ABSTRACT: The principle of procreative beneficence (PPB), proposed by Julian Savulescu, states that parents have a moral obligation to use the available techniques of manipulation Genetics and assisted human reproduction to create children who have the best chance of enjoying the best possible life. The goal of this work is to analyze, on the one hand, to what extent the manipulation Genetics for obtaining specific traits take into consideration the current paradigm of science and, on the other hand, whether the techniques involved in the proposed embryo selection comply with the goal pursued by the PPB. In addition, this exhibition intends to show the importance of involving academic community in the discussion on enhancement.
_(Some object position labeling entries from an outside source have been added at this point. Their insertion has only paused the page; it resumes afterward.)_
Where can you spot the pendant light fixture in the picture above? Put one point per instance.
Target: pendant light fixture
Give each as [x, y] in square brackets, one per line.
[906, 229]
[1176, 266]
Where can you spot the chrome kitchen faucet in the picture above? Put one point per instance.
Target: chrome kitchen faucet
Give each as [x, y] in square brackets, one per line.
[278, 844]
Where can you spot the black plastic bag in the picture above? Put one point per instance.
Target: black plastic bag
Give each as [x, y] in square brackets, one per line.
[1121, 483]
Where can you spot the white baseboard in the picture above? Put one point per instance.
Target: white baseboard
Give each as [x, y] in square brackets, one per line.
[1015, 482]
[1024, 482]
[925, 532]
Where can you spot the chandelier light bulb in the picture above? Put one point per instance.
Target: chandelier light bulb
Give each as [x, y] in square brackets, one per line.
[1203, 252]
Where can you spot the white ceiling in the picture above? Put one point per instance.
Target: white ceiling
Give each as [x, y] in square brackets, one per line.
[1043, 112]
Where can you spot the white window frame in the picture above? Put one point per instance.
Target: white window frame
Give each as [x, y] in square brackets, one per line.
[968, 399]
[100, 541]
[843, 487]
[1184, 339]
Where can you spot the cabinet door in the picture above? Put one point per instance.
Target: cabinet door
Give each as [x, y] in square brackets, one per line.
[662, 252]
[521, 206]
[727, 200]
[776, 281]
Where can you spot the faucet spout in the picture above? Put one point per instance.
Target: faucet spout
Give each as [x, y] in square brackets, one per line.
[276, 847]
Taking into account the scientific knowledge on the genetic and epigenetic processes of development and the risks associated with assisted reproduction techniques, we find sufficient reasons to make the decision not to subject children to the current techniques of embryo manipulation and embryo selection.

ABSTRACT: The development of neuroprosthetic technology is generating important theoretical and practical problems related to identity staff. In this context, Extended Mind Theory (EMT) is a theory that provides an answer to these problems by pointing out that the mind is coextensive with the world, and that as such, the mind and the world intermingle to form a single entity. EMT also presupposes that physical states determine the nature of mental states.

In this article, we propose a non-deterministic and even less locative version of mental states than that of the EMT, which we will call iEMT. We argue, first, that the co-extension of mind and world does not justify the dissolution of mind, and as a consequence, of human identity in the medium; second, that it is not justified to think that neuro-implants constitute mere replacement parts in the context of an identity that we call weak; and third, that there is no compelling reason to believe, and to that extent, to fear, that the use of neuroprosthetic technology can alter identity staff.

About the magazine

Bioethics Notebooksan official organ of the association Española de Bioética y Ética Médica, publishes quarterly articles and bibliographic reviews on all areas of bioethics: fundamentals, ethics of research, clinical bioethics, biolegal bioethics, etc.

These come from those accepted in the review supervised by the editors of the journal as well as from others requested by committee publishing house to their authors.